To address this question, Moscat and Diaz-Meco focused on the potential involvement of miRNAs--molecules that play an important role in regulating gene activity.

An increasing body of evidence has shown that dysregulated miRNAs are associated with certain hallmarks of cancer, including sustained proliferation, resistance of cell death, and metastasis.

"Understanding the mechanisms controlling the expression of miRNAs is emerging as a novel approach to design better strategies to treat metastasis," Moscat says. "Whether PKC zeta is involved in the repression of tumour initiation and survival--and also restrains metastasis through the regulation of the expression of miRNAs, had not previously been explored."

In the new study, the researcher team screened PKC zeta-deficient human colorectal cancer cells for changes in miRNAs.

They found that loss of PKC zeta is most prominently associated with decreased levels of the miR-200 family.
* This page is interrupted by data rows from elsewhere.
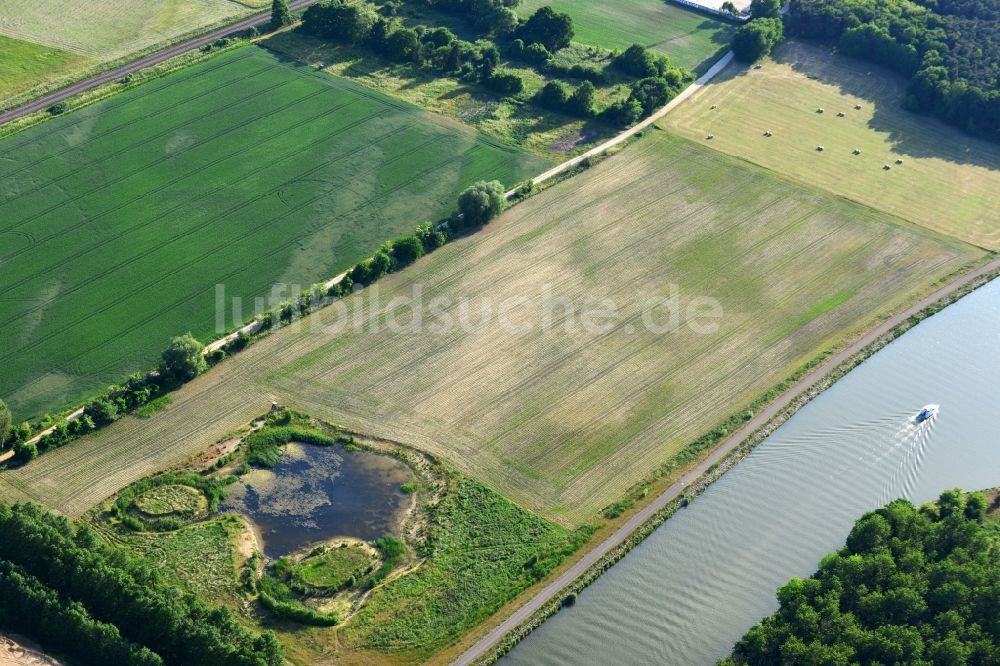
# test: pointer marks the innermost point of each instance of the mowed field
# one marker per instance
(948, 181)
(24, 64)
(563, 417)
(118, 221)
(81, 34)
(690, 39)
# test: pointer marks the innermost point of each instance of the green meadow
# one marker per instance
(118, 221)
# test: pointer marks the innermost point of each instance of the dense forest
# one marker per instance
(912, 586)
(64, 588)
(949, 50)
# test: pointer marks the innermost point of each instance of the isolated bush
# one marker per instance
(182, 361)
(406, 250)
(430, 238)
(102, 412)
(25, 452)
(481, 202)
(350, 23)
(547, 27)
(581, 102)
(552, 96)
(403, 44)
(651, 93)
(622, 113)
(505, 83)
(765, 8)
(638, 61)
(280, 15)
(5, 421)
(536, 54)
(755, 39)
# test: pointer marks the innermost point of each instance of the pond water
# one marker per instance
(316, 493)
(694, 587)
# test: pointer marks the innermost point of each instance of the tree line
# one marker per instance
(62, 586)
(180, 362)
(533, 40)
(911, 586)
(948, 49)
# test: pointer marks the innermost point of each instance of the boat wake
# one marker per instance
(911, 441)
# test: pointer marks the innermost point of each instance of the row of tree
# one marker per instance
(185, 359)
(533, 40)
(437, 48)
(124, 592)
(949, 49)
(181, 361)
(912, 586)
(28, 607)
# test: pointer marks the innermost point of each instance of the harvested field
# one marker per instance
(947, 180)
(23, 64)
(118, 221)
(691, 40)
(561, 418)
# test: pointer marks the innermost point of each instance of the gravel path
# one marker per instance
(760, 419)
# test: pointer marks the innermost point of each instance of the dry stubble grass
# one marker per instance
(563, 422)
(949, 181)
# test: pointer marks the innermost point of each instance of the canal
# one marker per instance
(694, 586)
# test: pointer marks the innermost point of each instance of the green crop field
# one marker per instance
(23, 64)
(118, 221)
(560, 419)
(64, 37)
(691, 40)
(948, 181)
(108, 29)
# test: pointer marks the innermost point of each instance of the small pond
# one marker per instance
(316, 493)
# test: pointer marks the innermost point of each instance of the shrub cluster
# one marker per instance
(436, 48)
(29, 607)
(263, 445)
(911, 586)
(756, 38)
(182, 361)
(949, 49)
(122, 591)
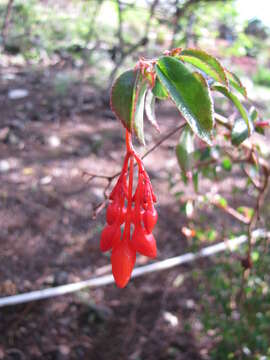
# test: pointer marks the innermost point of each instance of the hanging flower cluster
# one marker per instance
(135, 212)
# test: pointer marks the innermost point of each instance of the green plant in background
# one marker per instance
(262, 76)
(236, 313)
(188, 77)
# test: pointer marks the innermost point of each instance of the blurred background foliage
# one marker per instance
(92, 41)
(107, 35)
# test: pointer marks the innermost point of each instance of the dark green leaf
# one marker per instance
(239, 132)
(150, 109)
(140, 92)
(185, 149)
(127, 101)
(190, 93)
(159, 91)
(236, 83)
(253, 113)
(237, 104)
(122, 97)
(205, 62)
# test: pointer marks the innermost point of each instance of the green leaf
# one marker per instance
(190, 93)
(185, 149)
(150, 101)
(122, 97)
(159, 91)
(236, 83)
(205, 62)
(140, 92)
(127, 101)
(237, 104)
(239, 132)
(253, 113)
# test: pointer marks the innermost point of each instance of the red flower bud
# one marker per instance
(123, 260)
(144, 243)
(110, 237)
(150, 217)
(113, 212)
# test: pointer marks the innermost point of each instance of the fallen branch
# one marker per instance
(139, 271)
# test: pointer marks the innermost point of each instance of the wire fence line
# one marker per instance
(231, 245)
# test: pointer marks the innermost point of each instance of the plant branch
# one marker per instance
(6, 21)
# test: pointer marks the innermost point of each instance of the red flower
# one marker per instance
(128, 209)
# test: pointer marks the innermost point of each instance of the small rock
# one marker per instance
(17, 94)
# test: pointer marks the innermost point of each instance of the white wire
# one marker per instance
(139, 271)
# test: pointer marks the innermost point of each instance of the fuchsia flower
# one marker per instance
(138, 215)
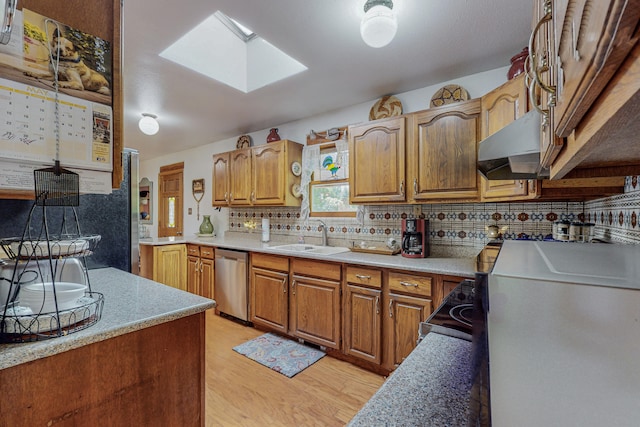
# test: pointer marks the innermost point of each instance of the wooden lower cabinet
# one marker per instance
(269, 292)
(200, 270)
(363, 323)
(404, 316)
(315, 302)
(165, 264)
(362, 313)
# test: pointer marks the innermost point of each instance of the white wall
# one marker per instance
(198, 161)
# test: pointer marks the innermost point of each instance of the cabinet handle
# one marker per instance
(412, 285)
(532, 96)
(536, 71)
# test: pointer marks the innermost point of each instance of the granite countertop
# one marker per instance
(432, 386)
(131, 303)
(455, 261)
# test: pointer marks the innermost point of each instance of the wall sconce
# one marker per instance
(379, 24)
(148, 124)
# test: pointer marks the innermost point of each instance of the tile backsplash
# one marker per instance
(449, 224)
(456, 224)
(616, 217)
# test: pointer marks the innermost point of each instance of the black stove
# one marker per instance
(454, 317)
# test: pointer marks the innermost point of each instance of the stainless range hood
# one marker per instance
(514, 151)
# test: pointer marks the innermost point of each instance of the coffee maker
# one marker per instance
(415, 242)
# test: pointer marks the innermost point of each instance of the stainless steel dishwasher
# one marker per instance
(232, 283)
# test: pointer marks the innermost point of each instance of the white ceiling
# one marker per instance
(437, 40)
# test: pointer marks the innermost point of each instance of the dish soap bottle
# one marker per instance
(206, 227)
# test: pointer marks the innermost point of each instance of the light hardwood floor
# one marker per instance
(241, 392)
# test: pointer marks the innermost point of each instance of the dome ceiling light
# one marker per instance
(379, 24)
(148, 124)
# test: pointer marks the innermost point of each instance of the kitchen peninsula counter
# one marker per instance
(455, 261)
(432, 386)
(142, 361)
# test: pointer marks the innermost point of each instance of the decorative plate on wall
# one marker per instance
(244, 142)
(448, 95)
(387, 106)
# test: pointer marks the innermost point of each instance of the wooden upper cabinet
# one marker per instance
(259, 175)
(592, 38)
(221, 179)
(443, 152)
(269, 171)
(272, 175)
(377, 161)
(240, 177)
(500, 107)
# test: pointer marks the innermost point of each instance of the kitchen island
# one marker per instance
(141, 364)
(432, 386)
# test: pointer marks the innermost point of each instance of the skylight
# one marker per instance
(225, 50)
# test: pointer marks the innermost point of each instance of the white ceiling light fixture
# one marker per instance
(148, 124)
(379, 24)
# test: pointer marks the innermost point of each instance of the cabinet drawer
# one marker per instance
(206, 252)
(270, 262)
(404, 282)
(324, 270)
(193, 250)
(364, 276)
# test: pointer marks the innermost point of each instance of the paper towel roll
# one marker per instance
(265, 229)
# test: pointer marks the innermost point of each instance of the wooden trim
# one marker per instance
(117, 175)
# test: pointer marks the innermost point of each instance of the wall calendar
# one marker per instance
(28, 131)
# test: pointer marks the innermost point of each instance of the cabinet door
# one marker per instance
(500, 107)
(221, 177)
(169, 265)
(377, 162)
(315, 310)
(207, 278)
(269, 299)
(363, 323)
(444, 152)
(193, 275)
(269, 174)
(240, 177)
(405, 315)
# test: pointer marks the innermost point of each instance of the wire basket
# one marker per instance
(20, 324)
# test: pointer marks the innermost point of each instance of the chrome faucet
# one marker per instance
(323, 226)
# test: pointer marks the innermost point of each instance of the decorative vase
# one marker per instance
(273, 135)
(517, 63)
(206, 227)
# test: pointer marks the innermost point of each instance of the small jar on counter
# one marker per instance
(587, 231)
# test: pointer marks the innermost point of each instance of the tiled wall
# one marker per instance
(616, 217)
(449, 224)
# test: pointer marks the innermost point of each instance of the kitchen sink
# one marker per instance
(310, 249)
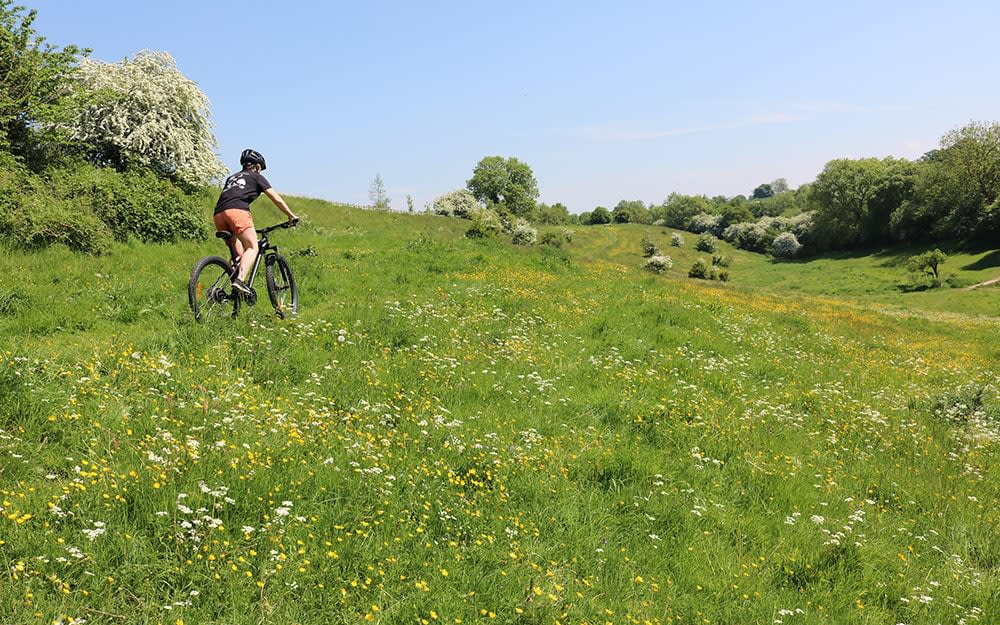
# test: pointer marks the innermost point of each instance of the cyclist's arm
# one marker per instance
(280, 203)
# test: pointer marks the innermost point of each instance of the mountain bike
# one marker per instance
(211, 292)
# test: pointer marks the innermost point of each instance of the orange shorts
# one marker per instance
(235, 220)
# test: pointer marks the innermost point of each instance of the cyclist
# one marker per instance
(232, 211)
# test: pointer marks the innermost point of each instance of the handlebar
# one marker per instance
(284, 224)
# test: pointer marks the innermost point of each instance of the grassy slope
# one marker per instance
(462, 431)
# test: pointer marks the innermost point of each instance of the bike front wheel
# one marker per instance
(281, 287)
(210, 290)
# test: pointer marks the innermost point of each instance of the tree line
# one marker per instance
(92, 152)
(951, 194)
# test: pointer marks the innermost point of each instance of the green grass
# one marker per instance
(457, 431)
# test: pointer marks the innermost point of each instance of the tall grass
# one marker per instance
(463, 431)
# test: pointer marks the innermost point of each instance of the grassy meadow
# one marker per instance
(463, 431)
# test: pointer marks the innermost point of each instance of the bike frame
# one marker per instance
(264, 248)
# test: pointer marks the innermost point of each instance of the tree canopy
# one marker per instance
(34, 80)
(505, 183)
(144, 110)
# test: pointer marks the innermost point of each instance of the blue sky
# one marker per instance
(604, 100)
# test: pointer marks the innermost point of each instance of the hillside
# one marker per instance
(460, 431)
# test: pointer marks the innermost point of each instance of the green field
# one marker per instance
(465, 431)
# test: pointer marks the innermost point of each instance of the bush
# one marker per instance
(523, 233)
(703, 270)
(42, 221)
(658, 263)
(786, 245)
(485, 224)
(753, 237)
(458, 203)
(704, 222)
(556, 238)
(649, 249)
(706, 243)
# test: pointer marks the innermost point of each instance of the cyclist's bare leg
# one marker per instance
(235, 247)
(246, 245)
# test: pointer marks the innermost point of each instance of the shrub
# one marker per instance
(704, 222)
(43, 221)
(702, 269)
(786, 245)
(649, 249)
(458, 203)
(137, 203)
(485, 224)
(927, 265)
(753, 237)
(706, 243)
(523, 233)
(658, 263)
(144, 111)
(557, 237)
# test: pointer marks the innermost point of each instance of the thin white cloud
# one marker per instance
(615, 132)
(620, 132)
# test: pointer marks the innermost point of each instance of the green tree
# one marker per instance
(928, 263)
(855, 200)
(600, 215)
(377, 194)
(457, 203)
(679, 209)
(630, 212)
(970, 157)
(554, 215)
(34, 82)
(762, 192)
(506, 183)
(144, 111)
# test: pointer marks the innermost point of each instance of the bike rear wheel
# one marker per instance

Additional experiments showed that PKC zeta deficiency promotes liver metastasis of colorectal cancer cells through ADAR2 inactivation, which increases the loading of miR-200s into vesicles that are subsequently secreted by the cells.

Consistent with this finding, colorectal cancer patients with metastatic tumours have increased blood levels of vesicles containing miR-200s.

In mice with colorectal cancer, injection of a compound that inhibits the secretion of miR-200s significantly reduced liver metastasis.

"Altogether the results reported here highlight the importance of identifying signalling vulnerabilities unleashed upon the inactivation of tumour suppressors and establish PKC zeta-derived signals controlling miR-200s as potentially important therapeutic targets in cancer metastasis," Diaz-Meco says.

Moreover, the discovery that ADAR2 is a key vulnerability of PKC zeta-deficient cells could have broad clinical relevance, in light of past studies showing that this enzyme acts as a tumour suppressor in brain cancer, stomach cancer, liver cancer, and oesophageal cancer.

Despite the importance of ADAR2 in a wide range of cancers, little is known about how it inhibits tumour growth and migration.

In future studies, Moscat and his collaborators will address this question by investigating how ADAR2 regulates the secretion of miR-200s.

"Given that metastasis accounts for more than 90% of all cancer-related deaths, identifying a therapeutic target that regulates the spreadof multiple types of tumours could have a tremendous impact on patient survival," Moscat says.